那教官沒出聲阻止,而是面帶冷笑靜靜望著他們。
周圍維持秩序的數百關帝軍立即豎起盾墻,手持標槍嚴陣以待,不遠處的黑山堡城墻上突然響起了兩聲急促的哨子聲,很快又響起急促的腳步聲和軍官的叫喊。
這是黑山堡守軍在快速集結。
演武場另一邊,曹珪飛快地穿過人群,朝事發地大步奔去。
他雖然被秦川任命為參將,但不僅要在講武堂學習,還得跟其他士兵一樣要接受操練,剛才就在演武場另一邊跟其他投降的軍官編一個隊列操練。
騷動剛起時,他還不知道發生了什么事,但聽到井坪堡三個字后,他就知道出大事了。
他原是井坪堡守備,從那來的明軍都是他帶過來的。
曹珪跑到事發地時,正好看到幾個老部下揮舞著拳頭,慷慨激昂地喊著要回井坪堡。
“都他娘的不要命了嗎?”
曹珪氣得不行,沖上去一人就是一腳,將那幾個老部下踹翻在地。
他在井坪堡還算有些威望,平時治軍也不想其他將領那么懶散,他底下的兵都不敢在他面前造次。
這幾腳下去,周圍頓時安靜了下來。
“這位將軍,鄙人曹珪,這幫人乃是鄙人舊屬,請問方才出了何事?”
曹珪客客氣氣地朝旁邊的教官拱手問道。
那教官客氣地回了個禮:“原來是曹參將,失敬,失敬,末將無當營把總周得志。”
“曹參將,事情因此人而起。”那叫周得志的教官指了指那高個漢子,“此人不聽號令,屢教不改,在下動手教訓了他一下,結果他蔑視上官,藐視軍法,然后……帶頭嘩變。
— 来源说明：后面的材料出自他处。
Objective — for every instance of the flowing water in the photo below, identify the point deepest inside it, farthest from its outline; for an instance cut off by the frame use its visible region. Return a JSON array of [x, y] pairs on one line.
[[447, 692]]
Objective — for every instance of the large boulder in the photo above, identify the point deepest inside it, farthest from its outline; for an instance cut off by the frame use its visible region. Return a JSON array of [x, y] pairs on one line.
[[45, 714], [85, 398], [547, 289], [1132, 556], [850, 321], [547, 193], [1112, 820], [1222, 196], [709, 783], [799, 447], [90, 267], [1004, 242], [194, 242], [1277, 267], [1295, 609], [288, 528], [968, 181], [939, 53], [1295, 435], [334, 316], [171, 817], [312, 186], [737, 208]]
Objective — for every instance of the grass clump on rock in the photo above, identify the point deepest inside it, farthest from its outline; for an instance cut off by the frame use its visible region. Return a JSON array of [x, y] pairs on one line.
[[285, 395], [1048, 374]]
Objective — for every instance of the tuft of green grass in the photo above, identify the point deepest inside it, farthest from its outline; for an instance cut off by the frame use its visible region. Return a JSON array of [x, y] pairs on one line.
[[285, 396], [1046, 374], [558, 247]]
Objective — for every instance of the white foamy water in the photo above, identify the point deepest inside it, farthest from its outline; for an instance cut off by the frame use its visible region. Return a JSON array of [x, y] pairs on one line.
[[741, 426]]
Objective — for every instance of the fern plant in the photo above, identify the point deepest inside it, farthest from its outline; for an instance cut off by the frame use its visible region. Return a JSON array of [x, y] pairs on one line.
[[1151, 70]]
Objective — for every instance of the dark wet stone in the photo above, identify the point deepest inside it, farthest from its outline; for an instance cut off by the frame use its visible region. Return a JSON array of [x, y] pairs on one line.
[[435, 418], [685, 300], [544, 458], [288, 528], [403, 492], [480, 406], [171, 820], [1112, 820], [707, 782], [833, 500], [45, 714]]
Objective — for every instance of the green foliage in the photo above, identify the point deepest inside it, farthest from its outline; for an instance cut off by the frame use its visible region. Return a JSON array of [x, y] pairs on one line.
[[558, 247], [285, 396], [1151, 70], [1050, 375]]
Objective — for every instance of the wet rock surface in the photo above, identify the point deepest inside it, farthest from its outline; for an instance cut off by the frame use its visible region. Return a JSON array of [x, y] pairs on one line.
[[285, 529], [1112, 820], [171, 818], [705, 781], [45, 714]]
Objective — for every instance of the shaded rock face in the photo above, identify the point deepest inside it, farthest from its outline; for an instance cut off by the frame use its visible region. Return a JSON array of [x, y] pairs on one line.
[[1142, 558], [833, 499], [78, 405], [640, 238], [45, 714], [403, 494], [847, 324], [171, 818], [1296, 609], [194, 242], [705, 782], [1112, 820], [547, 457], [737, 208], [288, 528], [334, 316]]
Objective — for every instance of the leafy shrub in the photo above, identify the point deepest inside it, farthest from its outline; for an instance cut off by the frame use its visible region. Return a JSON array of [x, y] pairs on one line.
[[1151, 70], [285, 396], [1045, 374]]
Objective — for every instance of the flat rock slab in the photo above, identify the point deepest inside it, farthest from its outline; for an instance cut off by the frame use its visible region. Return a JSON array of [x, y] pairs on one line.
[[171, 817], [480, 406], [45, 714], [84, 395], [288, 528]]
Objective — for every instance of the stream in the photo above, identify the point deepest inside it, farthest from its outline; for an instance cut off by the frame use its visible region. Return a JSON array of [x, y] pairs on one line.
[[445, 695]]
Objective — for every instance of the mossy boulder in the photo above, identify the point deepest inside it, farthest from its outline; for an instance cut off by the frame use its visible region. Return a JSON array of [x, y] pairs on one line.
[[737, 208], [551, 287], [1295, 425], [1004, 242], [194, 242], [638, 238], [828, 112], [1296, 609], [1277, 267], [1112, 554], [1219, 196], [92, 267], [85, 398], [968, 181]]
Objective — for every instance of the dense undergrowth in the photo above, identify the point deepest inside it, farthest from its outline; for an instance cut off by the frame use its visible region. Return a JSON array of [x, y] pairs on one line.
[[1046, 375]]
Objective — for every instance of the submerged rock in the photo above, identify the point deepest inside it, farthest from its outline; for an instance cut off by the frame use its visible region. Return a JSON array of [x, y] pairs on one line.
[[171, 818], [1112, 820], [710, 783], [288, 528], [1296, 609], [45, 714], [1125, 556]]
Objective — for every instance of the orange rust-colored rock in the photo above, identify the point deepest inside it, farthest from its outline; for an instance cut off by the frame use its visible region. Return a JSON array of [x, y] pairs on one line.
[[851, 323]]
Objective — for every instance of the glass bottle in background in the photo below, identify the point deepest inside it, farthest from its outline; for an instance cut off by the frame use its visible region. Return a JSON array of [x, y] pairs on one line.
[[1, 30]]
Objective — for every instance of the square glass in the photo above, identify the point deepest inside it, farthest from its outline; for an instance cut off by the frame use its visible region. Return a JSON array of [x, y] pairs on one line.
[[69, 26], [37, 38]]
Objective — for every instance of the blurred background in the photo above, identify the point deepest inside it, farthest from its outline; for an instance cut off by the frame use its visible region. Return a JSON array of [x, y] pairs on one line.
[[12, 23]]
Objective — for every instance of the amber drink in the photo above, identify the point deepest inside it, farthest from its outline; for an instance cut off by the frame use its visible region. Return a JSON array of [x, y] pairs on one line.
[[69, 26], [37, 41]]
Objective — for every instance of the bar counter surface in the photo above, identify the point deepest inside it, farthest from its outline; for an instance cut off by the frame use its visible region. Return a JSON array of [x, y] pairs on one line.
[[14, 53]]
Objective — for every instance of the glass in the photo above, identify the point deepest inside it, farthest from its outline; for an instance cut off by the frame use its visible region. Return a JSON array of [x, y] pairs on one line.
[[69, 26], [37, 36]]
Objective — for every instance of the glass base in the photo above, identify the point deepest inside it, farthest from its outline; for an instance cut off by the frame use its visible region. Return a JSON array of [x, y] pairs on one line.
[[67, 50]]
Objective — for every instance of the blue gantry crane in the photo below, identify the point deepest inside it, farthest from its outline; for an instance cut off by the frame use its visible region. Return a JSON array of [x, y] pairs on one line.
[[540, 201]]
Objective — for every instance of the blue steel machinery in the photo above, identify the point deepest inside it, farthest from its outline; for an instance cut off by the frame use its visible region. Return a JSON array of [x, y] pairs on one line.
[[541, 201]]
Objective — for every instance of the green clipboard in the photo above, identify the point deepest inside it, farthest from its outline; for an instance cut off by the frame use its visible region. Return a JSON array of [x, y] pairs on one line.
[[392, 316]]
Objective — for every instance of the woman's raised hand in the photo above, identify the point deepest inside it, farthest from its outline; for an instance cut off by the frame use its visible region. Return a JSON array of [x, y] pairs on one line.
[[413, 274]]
”
聽到這,曹珪臉色一變,但仍客氣地向周得志道了一聲謝。
然后,他大步沖過去,一腳將那高個漢子踹翻在地。
“你他娘的不要命了是嗎?”
“蔑視上官,藐視軍法,帶頭嘩變!你知道這是什么罪嗎?”
“輕則勞役,重則殺頭!”
曹珪邊罵邊踹,一連踹了個高個漢子好幾腳。
那漢子不敢吱聲,更不敢還手,只抱著頭蜷縮在地。
曹珪踢打了好一陣,解了氣之后,這才朝一旁的周得志拱手道:“周把總,井坪堡降軍但有嘩變者,請按例軍法處置。”
“曹參將秉公持正,末將佩服。”
“關帝軍紀律嚴明,軍法如山,曹某不過秉持軍法罷了。”
說到這,曹珪轉身面向剛才那幾個叫囂得最大聲的舊部,冷聲道:“來婁煩之前,我告訴過你們,入了關帝軍,就不能再跟從前那樣了,來這邊就得守規矩,就得聽號令,你們說行。”
“可如今,你們干的啥事?”
“殺頭的事知道嗎?”
“是,操練是苦了點,軍紀是森嚴了點,可這是為了啥?”
“為了打勝仗,為了救你們的命,屢戰屢勝的關帝軍就是這么練出來的。”
“我也不多說了,不想干就滾,別在這浪費秦將軍的糧餉。”
說罷,曹珪扭頭就走。
可走出沒幾步,他猛然發現場邊站著一群紅甲紅衣的兵,還有領頭那個披著貂皮大衣,正面帶笑意望著自己的男子。
“標下曹珪,見過將軍。”
曹珪急忙大步上前,單膝跪下。
“起來吧。”
那人正是秦川,笑著朝曹珪擺擺手。
“標下謝過將軍。”
曹珪又抱拳行過軍禮后,這才站起身。
秦川笑著拍了拍他的肩膀,然后抬腳往別處走:“走吧,咱邊走邊聊。”
“是。”
曹珪急忙跟上。
“不知將軍有何吩咐。”
“咱聊聊練兵,再聊聊宣大邊軍。”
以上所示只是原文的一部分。